The Rolling Stones had their turn at Bobby Dodd Stadium June 9. For the rest of the summer, the main performers will be Georgia Tech assistant director of facilities and turf Jon DeWitt and the Georgia Tech groundskeeping crew.
DeWitt oversaw the stripping of the turf damaged by the concert and last week supervised the installation of new Bermuda grass sod over a bed of sand. The next job is growing the turf and helping it knit into a football field suitable for 300-pound cleat-wearing linemen, marching bands and the Ramblin’ Wreck by Sept. 3.
After the concert, it was determined that the damage was sufficient enough that the concert producers (AEG Live) would pay to have it replaced. Tech and AEG Live wrote a clause into the concert contract anticipating such an outcome, and AEG Live agreed to pay up to $75,000. Deputy athletic director Brett Daniels said much of the damage was caused by the cranes that brought the stage and lighting equipment onto the field.
Having the concert enabled Tech to allow someone else to pick up most of the cost of the turf replacement, about $90,000. That savings, plus the $300,000 the athletic department netted from the concert, not to mention the visibility that the event gave to the school and stadium, made the concert a considerable success.

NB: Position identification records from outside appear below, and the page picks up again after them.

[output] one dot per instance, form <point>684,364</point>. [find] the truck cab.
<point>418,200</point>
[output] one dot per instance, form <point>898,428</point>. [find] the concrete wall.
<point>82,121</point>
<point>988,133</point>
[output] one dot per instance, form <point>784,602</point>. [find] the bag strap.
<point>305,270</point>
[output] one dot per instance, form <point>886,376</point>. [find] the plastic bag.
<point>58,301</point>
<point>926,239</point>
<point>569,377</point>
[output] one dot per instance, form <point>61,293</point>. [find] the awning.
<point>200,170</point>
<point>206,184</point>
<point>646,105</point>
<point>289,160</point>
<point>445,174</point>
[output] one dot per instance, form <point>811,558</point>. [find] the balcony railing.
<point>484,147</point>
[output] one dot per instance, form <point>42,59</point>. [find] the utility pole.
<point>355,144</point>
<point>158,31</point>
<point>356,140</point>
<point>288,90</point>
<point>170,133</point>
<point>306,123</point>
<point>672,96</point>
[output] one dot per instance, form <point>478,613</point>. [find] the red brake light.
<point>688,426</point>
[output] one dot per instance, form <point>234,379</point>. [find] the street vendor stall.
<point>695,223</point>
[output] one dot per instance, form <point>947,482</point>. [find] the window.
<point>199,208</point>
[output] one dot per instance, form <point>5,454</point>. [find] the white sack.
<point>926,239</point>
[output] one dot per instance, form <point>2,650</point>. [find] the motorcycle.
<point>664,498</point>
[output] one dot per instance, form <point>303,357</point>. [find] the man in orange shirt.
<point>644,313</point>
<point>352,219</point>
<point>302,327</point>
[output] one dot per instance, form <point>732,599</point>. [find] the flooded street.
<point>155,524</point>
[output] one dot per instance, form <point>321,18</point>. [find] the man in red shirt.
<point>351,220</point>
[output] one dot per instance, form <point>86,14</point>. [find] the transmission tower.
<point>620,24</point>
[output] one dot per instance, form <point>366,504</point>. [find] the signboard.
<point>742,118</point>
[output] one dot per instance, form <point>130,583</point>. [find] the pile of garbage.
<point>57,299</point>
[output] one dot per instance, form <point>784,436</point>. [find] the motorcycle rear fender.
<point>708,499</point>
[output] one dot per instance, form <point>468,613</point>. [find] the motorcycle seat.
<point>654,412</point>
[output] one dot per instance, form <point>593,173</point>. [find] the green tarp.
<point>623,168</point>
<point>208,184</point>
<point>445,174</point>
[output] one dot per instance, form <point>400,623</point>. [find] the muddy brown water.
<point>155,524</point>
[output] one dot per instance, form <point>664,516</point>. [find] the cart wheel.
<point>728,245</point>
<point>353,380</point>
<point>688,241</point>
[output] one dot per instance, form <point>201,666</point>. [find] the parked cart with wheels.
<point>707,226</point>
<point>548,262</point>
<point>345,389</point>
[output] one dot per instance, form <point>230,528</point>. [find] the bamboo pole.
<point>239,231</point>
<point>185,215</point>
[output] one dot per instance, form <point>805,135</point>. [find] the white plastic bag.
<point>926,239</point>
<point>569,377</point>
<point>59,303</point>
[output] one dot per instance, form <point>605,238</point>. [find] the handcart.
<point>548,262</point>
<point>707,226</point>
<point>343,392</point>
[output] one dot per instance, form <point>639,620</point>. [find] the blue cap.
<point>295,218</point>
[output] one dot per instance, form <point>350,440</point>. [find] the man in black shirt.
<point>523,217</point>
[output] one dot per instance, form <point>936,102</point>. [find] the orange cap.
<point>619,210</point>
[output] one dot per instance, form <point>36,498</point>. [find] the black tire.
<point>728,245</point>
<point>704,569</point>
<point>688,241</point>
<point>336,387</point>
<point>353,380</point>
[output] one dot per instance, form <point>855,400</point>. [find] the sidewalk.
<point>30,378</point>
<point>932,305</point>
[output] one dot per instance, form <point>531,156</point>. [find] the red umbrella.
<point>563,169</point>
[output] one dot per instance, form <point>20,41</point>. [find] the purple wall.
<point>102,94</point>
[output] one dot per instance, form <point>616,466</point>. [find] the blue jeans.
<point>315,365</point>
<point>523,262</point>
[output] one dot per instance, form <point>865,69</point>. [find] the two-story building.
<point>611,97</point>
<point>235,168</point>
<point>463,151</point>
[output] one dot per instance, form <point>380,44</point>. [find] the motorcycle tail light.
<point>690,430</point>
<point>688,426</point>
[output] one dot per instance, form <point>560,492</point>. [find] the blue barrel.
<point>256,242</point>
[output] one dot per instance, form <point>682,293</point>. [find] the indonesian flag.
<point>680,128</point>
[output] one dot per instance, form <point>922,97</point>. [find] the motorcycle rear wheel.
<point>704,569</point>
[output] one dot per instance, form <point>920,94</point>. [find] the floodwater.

The first step in replacing the field is removing the old turf. In an e-mail, DeWitt said the field was stripped with a Koro machine. On fields such as Tech’s, turf is laid directly onto a sand base to aid with drainage. Over time, though, the depth of the field grows as organic material (such as grass clippings) decomposes and gathers under the surface. Laid down in 2011, the field depth had grown to about three inches by this summer, which hinders drainage. It’s why the field was likely going to be stripped next year if not for the concert.
It took most of the week following the concert to strip the field and haul the field and dirt away.
The following week, starting on the 21st, the sand base – which is 10 inches of USGA-certified sand resting atop four inches of gravel – was graded by laser to make the field perfectly level. Equipment to water the field – irrigation heads and valve boxes – was re-set. The sod –Tifway 419 from a turf farm in Adel – was brought in beginning late last Wednesday and installed Thursday, Friday and Saturday of last week.
The turf arrived in rolls 42 wide and 36 inches tall. The turf was unrolled on the field with a tractor and a groundskeeper laying it down in strips running the length of the field. Unfurled, the strips measured about 25 yards long. As they were laid down, crew members tugged the strips together with rakes and used knives to trim overlapping strips of turf.
The next two months will be spent watering, aerating and spreading fertilizer and plant-growth regulators, which promote horizontal and tighter growth.
“The grass does a great job of knitting together on its own – one of (the) main reasons why this type is widely used in sports – but particular fertilizers can promote different things from color to rooting to density,” DeWitt wrote.
The field will be used for the final movie screening of the Dodd After Dark series July 10 (Furious 7). It will then have to withstand fan day and one or more scrimmages before the season opener Sept. 3.